Touted as a landmark breakthrough in Arab-Israel relations, the main plank of the Abraham Accords is a pledge by Israel to stop further annexation of Palestinian territory. It started off as a tripartite agreement among Israel, the United Arab Emirates, and Bahrain but over the past year and a half a number of other countries, including Morocco and Sudan, expressed interest in joining it. Naftali Bennett’s visit to the UAE last December — the first by an Israeli leader — to mark the Accord’s first anniversary was hailed as a reflection of Israel’s commitment to reach out to its Arab neighbours.

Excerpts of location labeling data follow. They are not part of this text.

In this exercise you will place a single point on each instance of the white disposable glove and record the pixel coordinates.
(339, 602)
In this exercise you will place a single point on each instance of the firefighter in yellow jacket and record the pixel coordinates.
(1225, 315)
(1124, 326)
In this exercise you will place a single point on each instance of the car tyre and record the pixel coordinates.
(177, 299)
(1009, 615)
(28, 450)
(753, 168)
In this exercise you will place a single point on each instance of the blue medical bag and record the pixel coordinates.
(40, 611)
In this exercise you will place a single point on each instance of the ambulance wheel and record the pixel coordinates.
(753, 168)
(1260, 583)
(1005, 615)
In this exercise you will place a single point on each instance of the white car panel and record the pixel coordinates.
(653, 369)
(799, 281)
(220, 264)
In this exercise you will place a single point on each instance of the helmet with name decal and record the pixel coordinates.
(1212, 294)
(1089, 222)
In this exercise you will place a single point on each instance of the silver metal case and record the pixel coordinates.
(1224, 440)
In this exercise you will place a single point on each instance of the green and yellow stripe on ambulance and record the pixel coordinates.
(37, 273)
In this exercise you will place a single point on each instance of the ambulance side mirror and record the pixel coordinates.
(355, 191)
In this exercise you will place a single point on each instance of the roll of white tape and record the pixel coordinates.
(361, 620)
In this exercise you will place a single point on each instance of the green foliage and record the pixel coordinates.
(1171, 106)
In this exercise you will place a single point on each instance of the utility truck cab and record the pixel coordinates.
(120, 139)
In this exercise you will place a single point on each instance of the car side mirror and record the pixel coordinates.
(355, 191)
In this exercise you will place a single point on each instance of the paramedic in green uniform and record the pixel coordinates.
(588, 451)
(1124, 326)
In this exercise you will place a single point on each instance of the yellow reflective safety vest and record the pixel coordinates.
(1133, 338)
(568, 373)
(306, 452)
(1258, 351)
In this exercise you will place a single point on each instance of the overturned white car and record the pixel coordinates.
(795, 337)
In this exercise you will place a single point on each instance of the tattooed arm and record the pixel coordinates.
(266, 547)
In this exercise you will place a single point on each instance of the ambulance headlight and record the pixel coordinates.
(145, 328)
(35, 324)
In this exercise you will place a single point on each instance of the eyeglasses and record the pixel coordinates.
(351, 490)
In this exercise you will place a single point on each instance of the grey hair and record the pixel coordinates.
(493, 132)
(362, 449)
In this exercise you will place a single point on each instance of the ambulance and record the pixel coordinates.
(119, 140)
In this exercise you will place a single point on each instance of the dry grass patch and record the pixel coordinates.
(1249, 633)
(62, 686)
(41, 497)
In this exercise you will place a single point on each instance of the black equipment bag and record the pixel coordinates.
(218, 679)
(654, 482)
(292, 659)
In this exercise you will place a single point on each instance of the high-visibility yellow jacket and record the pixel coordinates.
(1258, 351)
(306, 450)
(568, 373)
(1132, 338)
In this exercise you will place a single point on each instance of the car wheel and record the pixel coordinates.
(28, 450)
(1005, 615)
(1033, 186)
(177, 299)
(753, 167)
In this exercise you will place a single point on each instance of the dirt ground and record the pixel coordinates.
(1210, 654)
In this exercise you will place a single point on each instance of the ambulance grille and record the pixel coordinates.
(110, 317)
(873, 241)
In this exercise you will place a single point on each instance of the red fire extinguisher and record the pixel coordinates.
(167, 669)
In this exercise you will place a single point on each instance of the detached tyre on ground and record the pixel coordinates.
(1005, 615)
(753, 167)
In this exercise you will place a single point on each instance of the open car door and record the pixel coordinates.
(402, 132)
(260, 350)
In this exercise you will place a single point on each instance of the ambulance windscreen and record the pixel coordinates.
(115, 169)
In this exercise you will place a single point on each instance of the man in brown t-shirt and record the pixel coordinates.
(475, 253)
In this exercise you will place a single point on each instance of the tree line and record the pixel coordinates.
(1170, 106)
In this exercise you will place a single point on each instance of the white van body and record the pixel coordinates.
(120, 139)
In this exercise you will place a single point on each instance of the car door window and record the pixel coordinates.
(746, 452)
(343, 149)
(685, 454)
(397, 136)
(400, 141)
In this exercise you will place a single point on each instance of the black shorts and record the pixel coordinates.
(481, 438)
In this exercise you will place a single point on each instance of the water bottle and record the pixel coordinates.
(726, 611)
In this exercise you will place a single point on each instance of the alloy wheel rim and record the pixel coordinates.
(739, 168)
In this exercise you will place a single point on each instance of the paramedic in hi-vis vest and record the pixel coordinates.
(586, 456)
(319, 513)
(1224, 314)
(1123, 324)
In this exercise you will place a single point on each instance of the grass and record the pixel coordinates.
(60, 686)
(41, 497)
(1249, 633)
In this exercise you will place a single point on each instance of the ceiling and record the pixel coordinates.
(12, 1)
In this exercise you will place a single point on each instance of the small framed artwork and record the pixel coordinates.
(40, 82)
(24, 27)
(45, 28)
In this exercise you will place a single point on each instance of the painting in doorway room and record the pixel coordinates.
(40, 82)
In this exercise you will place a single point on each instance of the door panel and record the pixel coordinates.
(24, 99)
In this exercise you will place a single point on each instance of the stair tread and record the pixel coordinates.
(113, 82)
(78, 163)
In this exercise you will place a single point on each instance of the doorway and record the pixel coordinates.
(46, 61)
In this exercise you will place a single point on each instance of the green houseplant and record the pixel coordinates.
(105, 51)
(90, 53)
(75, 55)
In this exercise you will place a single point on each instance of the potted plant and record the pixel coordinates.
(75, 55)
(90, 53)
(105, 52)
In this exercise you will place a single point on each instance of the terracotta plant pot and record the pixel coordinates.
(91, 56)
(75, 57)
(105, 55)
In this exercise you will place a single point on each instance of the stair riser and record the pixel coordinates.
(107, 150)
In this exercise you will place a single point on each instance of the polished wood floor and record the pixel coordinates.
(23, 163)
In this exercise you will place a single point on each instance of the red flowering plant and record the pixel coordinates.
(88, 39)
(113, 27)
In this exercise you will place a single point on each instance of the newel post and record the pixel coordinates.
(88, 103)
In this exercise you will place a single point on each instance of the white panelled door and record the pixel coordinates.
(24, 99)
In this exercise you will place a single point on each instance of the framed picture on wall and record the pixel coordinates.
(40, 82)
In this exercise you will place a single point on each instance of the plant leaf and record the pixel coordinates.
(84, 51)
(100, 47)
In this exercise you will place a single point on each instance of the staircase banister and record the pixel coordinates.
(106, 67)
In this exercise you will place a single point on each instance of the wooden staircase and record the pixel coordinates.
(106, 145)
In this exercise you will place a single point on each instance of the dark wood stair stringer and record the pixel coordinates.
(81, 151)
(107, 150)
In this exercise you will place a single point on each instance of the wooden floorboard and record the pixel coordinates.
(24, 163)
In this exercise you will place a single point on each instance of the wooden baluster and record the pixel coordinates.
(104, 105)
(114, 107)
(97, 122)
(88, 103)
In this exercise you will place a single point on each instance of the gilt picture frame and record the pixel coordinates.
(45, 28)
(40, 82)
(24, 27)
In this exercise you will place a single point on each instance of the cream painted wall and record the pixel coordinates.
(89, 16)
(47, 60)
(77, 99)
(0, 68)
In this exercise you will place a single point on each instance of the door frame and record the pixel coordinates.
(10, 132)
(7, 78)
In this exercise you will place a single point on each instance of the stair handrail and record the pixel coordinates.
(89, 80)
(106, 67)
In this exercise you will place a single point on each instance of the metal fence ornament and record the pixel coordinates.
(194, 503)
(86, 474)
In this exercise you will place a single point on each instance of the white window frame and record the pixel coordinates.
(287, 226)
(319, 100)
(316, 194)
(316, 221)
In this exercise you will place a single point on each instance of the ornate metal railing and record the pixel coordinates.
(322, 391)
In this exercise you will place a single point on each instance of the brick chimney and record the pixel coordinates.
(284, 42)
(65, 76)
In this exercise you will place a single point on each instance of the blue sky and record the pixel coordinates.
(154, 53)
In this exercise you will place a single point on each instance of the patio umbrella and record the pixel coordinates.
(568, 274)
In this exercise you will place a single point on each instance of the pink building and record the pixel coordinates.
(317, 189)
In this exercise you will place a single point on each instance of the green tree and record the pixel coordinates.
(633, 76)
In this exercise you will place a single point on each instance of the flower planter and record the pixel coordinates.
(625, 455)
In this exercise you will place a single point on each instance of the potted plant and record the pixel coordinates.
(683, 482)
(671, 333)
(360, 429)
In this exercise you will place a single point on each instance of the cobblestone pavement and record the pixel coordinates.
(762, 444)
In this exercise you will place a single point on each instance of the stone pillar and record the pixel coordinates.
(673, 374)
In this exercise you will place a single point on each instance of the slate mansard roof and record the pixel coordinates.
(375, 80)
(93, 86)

Saudi Arabia, however, is still sitting on the fence, arguing that the agreement ignores the Palestinian issue. But it is under enormous pressure from America and its neighbours to take the plunge. The fact that the Saudis have not explicitly expressed opposition to the agreement is seen as a signal that they are simply waiting for a suitable diplomatic fudge that would allow them to capitulate without being seen to betray the Palestinians. The favourable Arab response to Trump’s ‘peace plan’ and the momentum it has gained in a relatively short period have surprised observers given the initial hostility to it. It was widely seen as an attempt to legitimise Israel’s occupation of Palestinian territory. As The New York Times noted at the time, it amounted to giving “Israel most of what it has sought over decades of conflict while offering the Palestinians the possibility of a state with limited sovereignty.” The present momentum is despite the fact that Israel has not kept its side of the bargain, with no letup either in its policy of annexation of Palestinian territory or harsh restrictions on their right to freedom of movement.
Meanwhile, the Israeli– Palestinian peace process remains stalled with the prospect of a two-State solution receding further with each passing day. The fact that this has not dimmed Arab enthusiasm for the Accords confirms the increasing marginalisation of the Palestinian issue in the Arab agenda.
What should one make of what’s happening? Arab capitulation? A pragmatic attempt at acknowledging a hard reality? It’s easy to see where the critics are coming from but the truth is that the Arabs don’t have the luxury of too many options. The history of the past 74 years has shown that not talking to Israel hasn’t worked. If anything, it has made Israel more belligerent and, in turn, fed the Hamas’s militancy.
Taking a punt on a new approach makes sense even if the optics don’t look good. A new relationship based on mutual economic and security interests and not hobbled by a historically intractable problem may create a climate that is conducive for meaningful dialogue over the Palestinian issue. It’s a big leap of faith, but when the situation is as hopeless as it is, one could do worse by not exploring a way out.